Abstract
This case-control study explores de novo candidate gene variants in 18 multiplex families with bipolar disorder.
Introduction
The detection of de novo variants (DNVs) by next-generation sequencing has facilitated the identification of candidate genes in psychiatric disorders.1,2 Spontaneous DNV mutations are estimated to explain approximately 5% of genetic liability in autism and schizophrenia.1,2 In bipolar disorder (BD), common genetic variants explain approximately 30% of the heritability,3 and rare inherited variants also contribute to disease risk.4 However, the involvement of DNVs in BD is largely unexplored, with only 1 independent study5 reporting 71 DNVs from 79 singleton BD families. We present a DNV study in 18 multiplex bipolar families, combining 32 individuals previously reported4 with 29 additional participants.
Methods
This study was approved by the University of New South Wales Ethics Committee. Participants provided written consent. This study follows the Strengthening the Reporting of Genetic Association Studies (STREGA) reporting guideline.

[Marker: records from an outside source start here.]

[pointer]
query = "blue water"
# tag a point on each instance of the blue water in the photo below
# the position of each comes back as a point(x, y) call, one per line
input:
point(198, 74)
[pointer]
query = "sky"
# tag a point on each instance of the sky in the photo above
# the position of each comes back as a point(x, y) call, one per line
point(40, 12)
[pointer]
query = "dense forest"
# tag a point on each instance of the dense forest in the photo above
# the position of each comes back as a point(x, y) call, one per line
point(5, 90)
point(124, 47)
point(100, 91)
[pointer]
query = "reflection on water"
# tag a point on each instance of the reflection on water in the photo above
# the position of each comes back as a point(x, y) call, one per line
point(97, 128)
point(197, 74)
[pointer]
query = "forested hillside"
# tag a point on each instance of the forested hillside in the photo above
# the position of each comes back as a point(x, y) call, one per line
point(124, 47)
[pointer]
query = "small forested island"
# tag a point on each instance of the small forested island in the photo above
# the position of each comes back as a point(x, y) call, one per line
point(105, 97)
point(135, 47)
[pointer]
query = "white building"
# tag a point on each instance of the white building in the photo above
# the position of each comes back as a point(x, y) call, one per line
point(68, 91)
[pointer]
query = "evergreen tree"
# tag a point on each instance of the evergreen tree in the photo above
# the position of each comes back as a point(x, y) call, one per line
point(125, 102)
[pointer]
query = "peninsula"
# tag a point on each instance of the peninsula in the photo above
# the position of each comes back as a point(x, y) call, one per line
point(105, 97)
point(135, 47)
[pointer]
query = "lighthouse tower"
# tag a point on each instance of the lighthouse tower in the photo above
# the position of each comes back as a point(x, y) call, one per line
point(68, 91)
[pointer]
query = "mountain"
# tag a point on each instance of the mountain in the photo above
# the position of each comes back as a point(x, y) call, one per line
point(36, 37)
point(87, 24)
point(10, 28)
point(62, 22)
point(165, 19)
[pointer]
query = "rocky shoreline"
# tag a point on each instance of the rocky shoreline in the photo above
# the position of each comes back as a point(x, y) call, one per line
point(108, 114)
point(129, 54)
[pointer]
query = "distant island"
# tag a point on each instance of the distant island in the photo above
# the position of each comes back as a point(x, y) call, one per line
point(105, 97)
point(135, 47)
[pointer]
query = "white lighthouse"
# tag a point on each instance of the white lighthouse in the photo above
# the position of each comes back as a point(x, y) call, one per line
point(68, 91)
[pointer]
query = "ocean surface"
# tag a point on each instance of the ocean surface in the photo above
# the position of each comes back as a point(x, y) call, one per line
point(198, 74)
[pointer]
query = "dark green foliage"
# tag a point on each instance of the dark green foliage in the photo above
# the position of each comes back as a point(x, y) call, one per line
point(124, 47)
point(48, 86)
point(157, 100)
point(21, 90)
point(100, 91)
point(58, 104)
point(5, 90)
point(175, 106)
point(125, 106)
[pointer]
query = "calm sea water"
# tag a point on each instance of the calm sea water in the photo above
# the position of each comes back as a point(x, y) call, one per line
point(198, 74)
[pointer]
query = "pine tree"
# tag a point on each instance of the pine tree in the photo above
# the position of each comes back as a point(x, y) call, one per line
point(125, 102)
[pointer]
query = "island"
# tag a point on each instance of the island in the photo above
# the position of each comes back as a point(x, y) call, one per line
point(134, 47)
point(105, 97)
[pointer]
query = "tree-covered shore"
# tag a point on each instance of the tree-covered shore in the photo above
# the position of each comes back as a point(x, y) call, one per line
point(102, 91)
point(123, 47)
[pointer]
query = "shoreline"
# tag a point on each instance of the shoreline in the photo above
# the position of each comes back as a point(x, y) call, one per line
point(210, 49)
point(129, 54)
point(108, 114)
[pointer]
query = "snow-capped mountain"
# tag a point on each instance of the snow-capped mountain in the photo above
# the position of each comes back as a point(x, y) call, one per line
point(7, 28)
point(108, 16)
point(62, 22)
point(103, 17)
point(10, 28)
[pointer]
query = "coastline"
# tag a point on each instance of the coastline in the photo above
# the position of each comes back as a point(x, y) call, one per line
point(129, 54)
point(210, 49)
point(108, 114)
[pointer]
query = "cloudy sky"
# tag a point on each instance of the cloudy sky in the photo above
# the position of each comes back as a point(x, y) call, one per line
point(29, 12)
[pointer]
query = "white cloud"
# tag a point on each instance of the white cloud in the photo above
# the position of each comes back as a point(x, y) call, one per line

We performed whole-genome sequencing of 9 multiplex families (47 participants, including 29 offspring; there were 8 unaffected offspring and 21 case offspring with BD type I, BD type II, or schizoaffective-disorder bipolar type) in this case-control study. Identification of DNVs used 2 variant calling software packages, GATK version 3.4.0 (Broad Institute) and RTG-Core sequencing software version 3.7.1 (Real Time Genomics Ltd). All variants were validated by Sanger sequencing and were combined with variants previously identified by whole-exome sequencing in 32 offspring,4 for a final sample of 18 multiplex families (99 individuals, including 61 offspring; there were 43 cases and 18 unaffected offspring individuals). The DNA samples were prepared and whole-genome sequencing was performed on the HiSeq X platform at The Kinghorn Centre for Clinical Genomics, Garvan Institute of Medical Research, Sydney, Australia. Whole-exome sequencing was previously performed at the Lottery State Biomedical Genomics Facility, University of Western Australia.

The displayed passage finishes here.